Interessierte Nachfragen

Der Vortrag wurde von vielen Nachfragen begleitet. So interessierte sich einer der Anwesenden dafür, ob es einen Unterschied gebe, je nachdem, ob eine Person ambulant oder stationär betreut werde. Matthias Lüschen stellte fest, dass problematisches Verhalten in einer stationären Umgebung schneller auffallen würde.

Eine andere Frage bezog sich darauf, ob schon bei der Einstellung des Pflegepersonals auf eine Sensibilität für Gewalt geachtet werden könne. Dies sei kein expliziter Teil von Bewerbungsgesprächen. Allerdings werde bei der Einarbeitung großer Wert auf die Sensibilisierung der Mitarbeiterinnen und Mitarbeiter gelegt.

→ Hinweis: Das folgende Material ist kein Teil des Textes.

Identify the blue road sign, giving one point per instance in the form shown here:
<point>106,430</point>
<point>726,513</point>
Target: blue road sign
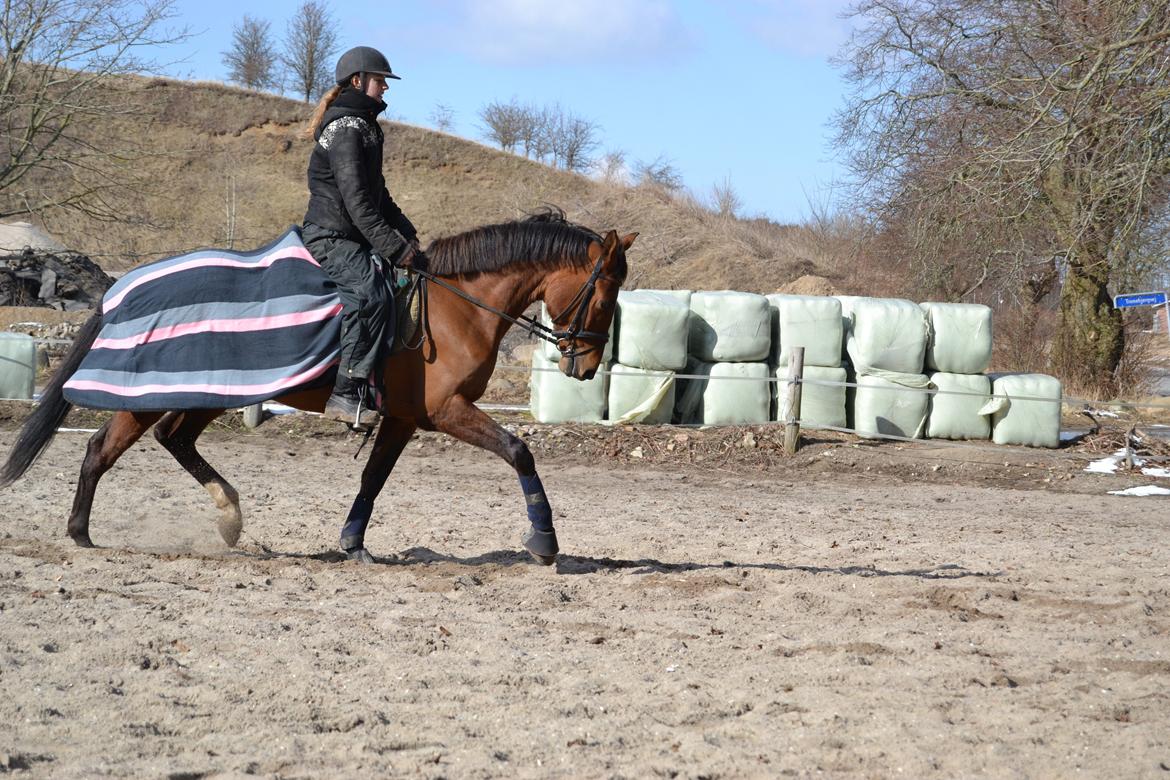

Auch zu den Möglichkeiten im Umgang mit problematischem Verhalten von Angehörigen gegenüber den Gepflegten wurde nachgefragt: Je nach Vorfall würden Pflegende die Betroffenen vorsichtig auf Überforderungssituationen ansprechen, Vertreter von Pflegestützpunkten hinzuziehen und wenn nötig die Polizei oder ein Gericht einschalten. Das sei aber zum Glück nur selten der Fall.

Der nächste ASB-Mittagstisch am 8. Juli 2015 behandelt das Thema „Erste Hilfe".